Before a transfer to the supermax facility, Jimmy's FBI handler, Agent Lauren McCauley (Moafi), instructs him not to get additional years tacked onto his sentence.

"Black Bird" ably conveys how the corrupt hierarchy and blood-soaked chaos of a maximum-security institution peck away at the equilibrium of even someone as relatively normal as Jimmy, a smug pretty boy who only ever wanted a short cut to the good life – and that's before he becomes so disgusted by Larry's secrets that his performance of friendship starts to get unbearable.

But to watch "Black Bird" is ultimately to consider how true-crime stories like it have recently shifted in their thematic and perspectival priorities.
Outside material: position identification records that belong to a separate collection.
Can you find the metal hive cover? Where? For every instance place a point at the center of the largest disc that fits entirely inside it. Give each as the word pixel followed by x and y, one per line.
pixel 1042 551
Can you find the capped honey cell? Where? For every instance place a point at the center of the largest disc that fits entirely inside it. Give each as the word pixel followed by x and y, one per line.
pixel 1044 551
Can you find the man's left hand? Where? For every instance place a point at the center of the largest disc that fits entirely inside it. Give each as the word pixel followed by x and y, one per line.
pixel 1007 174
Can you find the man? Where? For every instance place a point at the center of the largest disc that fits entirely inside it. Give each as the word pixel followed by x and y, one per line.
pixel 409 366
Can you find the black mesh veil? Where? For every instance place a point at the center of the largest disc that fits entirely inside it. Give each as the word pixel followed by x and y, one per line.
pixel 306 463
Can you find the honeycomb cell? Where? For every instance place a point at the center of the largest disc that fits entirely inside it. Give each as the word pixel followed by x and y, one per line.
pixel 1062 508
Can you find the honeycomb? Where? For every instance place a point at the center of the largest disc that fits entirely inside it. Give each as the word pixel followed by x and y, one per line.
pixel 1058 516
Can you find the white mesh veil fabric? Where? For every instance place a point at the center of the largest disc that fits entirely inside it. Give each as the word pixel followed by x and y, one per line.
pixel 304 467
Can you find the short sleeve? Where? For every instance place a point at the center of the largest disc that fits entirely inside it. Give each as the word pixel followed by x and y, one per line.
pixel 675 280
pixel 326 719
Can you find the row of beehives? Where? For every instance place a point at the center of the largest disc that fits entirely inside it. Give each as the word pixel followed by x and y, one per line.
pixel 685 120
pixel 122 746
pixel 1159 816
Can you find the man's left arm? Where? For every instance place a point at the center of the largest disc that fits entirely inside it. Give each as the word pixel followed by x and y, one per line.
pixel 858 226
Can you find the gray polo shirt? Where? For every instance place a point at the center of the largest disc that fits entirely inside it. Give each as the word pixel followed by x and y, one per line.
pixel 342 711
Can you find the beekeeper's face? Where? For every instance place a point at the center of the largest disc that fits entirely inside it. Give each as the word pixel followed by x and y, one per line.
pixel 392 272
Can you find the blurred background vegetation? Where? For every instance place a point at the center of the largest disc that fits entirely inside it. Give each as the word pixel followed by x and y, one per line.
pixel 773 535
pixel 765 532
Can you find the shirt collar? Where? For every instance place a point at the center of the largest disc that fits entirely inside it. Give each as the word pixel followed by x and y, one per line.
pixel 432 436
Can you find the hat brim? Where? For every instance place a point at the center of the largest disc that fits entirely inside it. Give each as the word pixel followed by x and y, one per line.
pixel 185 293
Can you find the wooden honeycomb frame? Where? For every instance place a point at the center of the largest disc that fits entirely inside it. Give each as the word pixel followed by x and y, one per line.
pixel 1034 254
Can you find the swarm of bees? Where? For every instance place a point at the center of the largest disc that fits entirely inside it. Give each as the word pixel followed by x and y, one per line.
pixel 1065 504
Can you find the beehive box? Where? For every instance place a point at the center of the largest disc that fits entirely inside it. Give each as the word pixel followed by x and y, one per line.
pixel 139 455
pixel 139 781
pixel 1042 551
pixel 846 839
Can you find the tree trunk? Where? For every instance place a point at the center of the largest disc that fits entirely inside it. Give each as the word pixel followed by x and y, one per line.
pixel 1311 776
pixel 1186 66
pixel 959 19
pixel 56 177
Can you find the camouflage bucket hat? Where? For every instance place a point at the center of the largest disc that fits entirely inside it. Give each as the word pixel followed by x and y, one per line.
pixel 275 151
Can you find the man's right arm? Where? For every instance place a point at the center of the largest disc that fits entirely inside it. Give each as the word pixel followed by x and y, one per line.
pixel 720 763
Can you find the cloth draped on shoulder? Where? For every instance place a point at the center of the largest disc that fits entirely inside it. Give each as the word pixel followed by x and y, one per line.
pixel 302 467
FX's "Under the Banner of Heaven," this spring's adaptation of the Jon Krakauer exposé of murder among Mormon fundamentalists, hews to more contemporary tropes, foregrounding, for example, an exploration of the role of women in the show's 1980s suburban Utah milieu while dedicating ample screen time to developing the character of the primary murder victim, Brenda Lafferty.

Arriving a few years after the peak of pop culture's obsession with serial killers, "Black Bird" somewhat undercuts its own critique of the masculinist circling of wagons with its disinterest in the victims and its sole significant female character, Agent McCauley, who's needlessly sexualised while barely fleshed out. But no one expects anything but a well-worn familiarity from dad jeans.

"Black Bird" is streaming on AppleTV+.